We'll be releasing a postmortem about this incident in the next few days.
Apr 21, 20:43 BST
Response times to our postbacks endpoint has normalized. We will continue to monitor this and confirm with our provider if this has been a re-ocurrence. If you got a false nodata alert between 00:00 and 05:00 UTC today please report to email@example.com
Apr 21, 07:11 BST
In the last hours we have seen elevated response times to our postback endpoint again. We're actively investigating the cause to determine if the same or a new issue.
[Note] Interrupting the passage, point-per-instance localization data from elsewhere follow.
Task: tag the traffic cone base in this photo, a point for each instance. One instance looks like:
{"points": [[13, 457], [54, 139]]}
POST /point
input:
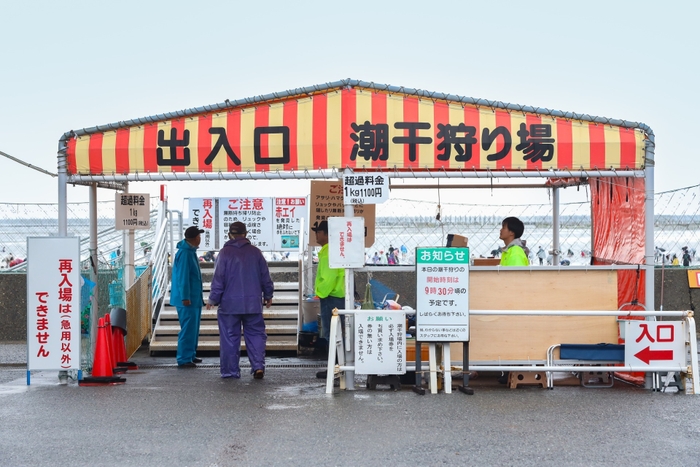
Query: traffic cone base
{"points": [[101, 381], [102, 373]]}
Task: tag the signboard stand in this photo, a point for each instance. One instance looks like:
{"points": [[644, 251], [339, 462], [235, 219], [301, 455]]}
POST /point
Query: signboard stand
{"points": [[442, 276]]}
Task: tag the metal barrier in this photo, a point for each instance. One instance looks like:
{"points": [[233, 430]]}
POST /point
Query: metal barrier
{"points": [[138, 312]]}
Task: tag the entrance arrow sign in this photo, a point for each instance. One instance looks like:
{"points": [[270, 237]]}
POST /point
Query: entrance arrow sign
{"points": [[647, 355]]}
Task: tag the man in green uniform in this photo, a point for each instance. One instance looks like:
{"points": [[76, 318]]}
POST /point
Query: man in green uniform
{"points": [[512, 229]]}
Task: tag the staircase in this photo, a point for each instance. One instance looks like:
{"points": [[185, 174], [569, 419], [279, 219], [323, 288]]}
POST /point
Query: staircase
{"points": [[281, 319]]}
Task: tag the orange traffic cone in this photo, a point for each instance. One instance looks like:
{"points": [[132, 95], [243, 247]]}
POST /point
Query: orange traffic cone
{"points": [[120, 349], [112, 354], [102, 365]]}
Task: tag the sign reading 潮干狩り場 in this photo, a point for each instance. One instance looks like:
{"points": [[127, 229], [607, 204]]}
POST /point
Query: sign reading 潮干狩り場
{"points": [[442, 290]]}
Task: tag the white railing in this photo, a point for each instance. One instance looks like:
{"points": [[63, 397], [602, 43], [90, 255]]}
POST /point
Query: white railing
{"points": [[159, 259]]}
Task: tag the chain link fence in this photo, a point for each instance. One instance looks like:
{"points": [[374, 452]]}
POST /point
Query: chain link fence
{"points": [[401, 224]]}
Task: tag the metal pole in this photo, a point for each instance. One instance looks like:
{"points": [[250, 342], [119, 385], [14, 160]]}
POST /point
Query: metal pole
{"points": [[649, 234], [94, 308], [649, 223], [350, 305], [555, 227], [62, 189]]}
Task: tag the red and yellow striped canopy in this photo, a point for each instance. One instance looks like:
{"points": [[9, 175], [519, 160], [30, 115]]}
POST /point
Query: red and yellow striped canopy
{"points": [[360, 128]]}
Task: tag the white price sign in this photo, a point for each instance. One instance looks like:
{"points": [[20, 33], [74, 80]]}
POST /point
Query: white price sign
{"points": [[132, 211], [366, 188], [442, 289]]}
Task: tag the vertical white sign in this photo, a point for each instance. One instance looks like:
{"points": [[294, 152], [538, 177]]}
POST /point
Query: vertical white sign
{"points": [[346, 242], [53, 303], [380, 344], [442, 294], [202, 214], [255, 212], [287, 223]]}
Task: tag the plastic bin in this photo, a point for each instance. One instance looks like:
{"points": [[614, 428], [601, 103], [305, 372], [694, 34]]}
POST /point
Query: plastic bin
{"points": [[607, 352]]}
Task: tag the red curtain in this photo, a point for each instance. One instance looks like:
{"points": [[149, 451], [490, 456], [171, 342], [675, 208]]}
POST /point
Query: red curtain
{"points": [[617, 213]]}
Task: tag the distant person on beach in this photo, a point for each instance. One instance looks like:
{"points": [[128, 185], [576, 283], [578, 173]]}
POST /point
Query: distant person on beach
{"points": [[686, 256], [541, 255]]}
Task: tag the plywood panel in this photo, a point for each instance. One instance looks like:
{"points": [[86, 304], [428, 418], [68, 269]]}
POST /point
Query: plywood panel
{"points": [[498, 338]]}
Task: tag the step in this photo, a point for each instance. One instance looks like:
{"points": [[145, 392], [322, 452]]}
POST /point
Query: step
{"points": [[278, 286], [213, 345], [170, 313], [213, 329], [279, 297]]}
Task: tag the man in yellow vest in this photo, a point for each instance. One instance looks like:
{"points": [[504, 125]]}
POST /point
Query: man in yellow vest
{"points": [[512, 229], [329, 285]]}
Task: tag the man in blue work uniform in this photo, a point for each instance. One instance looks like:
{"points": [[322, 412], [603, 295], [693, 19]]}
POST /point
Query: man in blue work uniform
{"points": [[186, 296]]}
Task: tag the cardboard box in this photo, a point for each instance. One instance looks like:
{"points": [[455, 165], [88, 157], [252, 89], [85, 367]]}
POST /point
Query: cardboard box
{"points": [[411, 351], [454, 240]]}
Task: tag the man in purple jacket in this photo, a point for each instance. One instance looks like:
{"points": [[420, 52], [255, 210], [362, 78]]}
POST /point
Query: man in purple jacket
{"points": [[240, 286]]}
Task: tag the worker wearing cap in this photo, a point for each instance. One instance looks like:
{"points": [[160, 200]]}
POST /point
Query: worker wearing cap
{"points": [[186, 296], [329, 285], [240, 286]]}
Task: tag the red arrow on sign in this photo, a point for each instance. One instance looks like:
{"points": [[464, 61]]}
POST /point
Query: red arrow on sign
{"points": [[647, 355]]}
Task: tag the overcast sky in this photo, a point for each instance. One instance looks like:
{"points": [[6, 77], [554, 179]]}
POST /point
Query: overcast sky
{"points": [[69, 65]]}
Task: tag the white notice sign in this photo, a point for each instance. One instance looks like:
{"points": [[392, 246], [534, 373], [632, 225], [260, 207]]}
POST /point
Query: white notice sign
{"points": [[655, 343], [346, 242], [132, 211], [203, 215], [380, 346], [365, 188], [53, 303], [442, 294]]}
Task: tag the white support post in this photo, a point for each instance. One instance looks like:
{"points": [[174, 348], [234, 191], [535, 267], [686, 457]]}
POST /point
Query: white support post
{"points": [[432, 364], [693, 351], [555, 227], [335, 343], [95, 268], [350, 305], [447, 368]]}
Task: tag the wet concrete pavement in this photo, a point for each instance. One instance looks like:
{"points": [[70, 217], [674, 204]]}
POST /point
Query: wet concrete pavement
{"points": [[169, 416]]}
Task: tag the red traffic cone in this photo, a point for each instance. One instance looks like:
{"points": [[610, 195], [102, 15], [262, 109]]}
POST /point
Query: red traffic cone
{"points": [[102, 365], [112, 355], [120, 350]]}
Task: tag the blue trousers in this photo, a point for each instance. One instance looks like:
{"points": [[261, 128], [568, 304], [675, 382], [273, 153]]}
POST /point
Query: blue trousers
{"points": [[188, 338], [230, 342]]}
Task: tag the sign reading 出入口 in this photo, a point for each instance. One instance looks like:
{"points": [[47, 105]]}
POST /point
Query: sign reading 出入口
{"points": [[308, 132], [442, 289]]}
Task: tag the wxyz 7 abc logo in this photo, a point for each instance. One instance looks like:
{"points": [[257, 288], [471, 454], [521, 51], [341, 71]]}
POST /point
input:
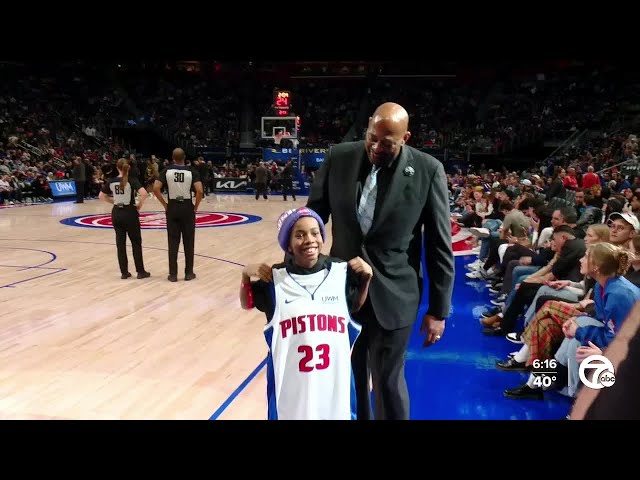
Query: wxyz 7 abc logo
{"points": [[603, 374]]}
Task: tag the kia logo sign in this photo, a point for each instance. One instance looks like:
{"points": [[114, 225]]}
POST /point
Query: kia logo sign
{"points": [[233, 184]]}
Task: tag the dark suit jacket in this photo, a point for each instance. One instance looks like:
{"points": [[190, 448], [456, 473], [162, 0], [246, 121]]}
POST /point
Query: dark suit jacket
{"points": [[393, 245]]}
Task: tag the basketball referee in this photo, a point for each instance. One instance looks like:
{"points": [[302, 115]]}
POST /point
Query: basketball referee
{"points": [[180, 181], [120, 191]]}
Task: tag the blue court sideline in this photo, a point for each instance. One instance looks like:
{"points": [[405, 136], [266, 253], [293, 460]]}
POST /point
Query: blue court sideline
{"points": [[456, 379]]}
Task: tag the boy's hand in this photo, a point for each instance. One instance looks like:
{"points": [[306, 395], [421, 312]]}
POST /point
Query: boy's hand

If you got a false nodata alert please report to firstname.lastname@example.org
Apr 21, 06:24 BST
We're keeping this open a few more hours because we observed some transient timeouts during this morning.
Apr 20, 14:04 BST
Our provider reported: "An upstream transit provider incorrectly advertised a route that caused customer traffic to be incorrectly sent to that provider which would have caused customers to be unable to reach multiple datacenters for the duration of the event. Routing was corrected by the upstream transit provider at approximately 11:40 UTC and services should have begun to to stabilize at that time."
We have confirmed expected monitoring values in the last 40 minutes and have enabled nodata alerting at 14:30 UTC.
During the next hours we will continue to monitor networking parameters for re-occurrences.
Apr 19, 15:37 BST
Our provider has informed that a routing anomaly is causing the higher than normal latency and timeouts we've been seeing and is working to identify its source. We will continue to keep nodata alerts disabled.
Apr 19, 14:19 BST
Our provider has identified the ongoing problem and is working to restore full service. We are still seeing some network degradation and we are keeping nodata alerts disabled to prevent further occurrences from false nodata triggers. Alerting delays, if any, are residual now.
Apr 19, 13:45 BST
We are continuing to work with our provider on this issue. We are seeing a reduced error rate but haven't received confirmation yet. We're currently keeping nodata alerts disabled to prevent further occurrences from false nodata triggers.
Apr 19, 13:07 BST
We have identified network degradation on our public Internet uplinks. We're are reaching to our provider on this.
This is causing gaps on graphs, delayed alerting triggers and false nodata on some devices.
Apr 19, 12:30 BST
We're currently investigating a high error rate on postback intake
Apr 19, 12:10 BST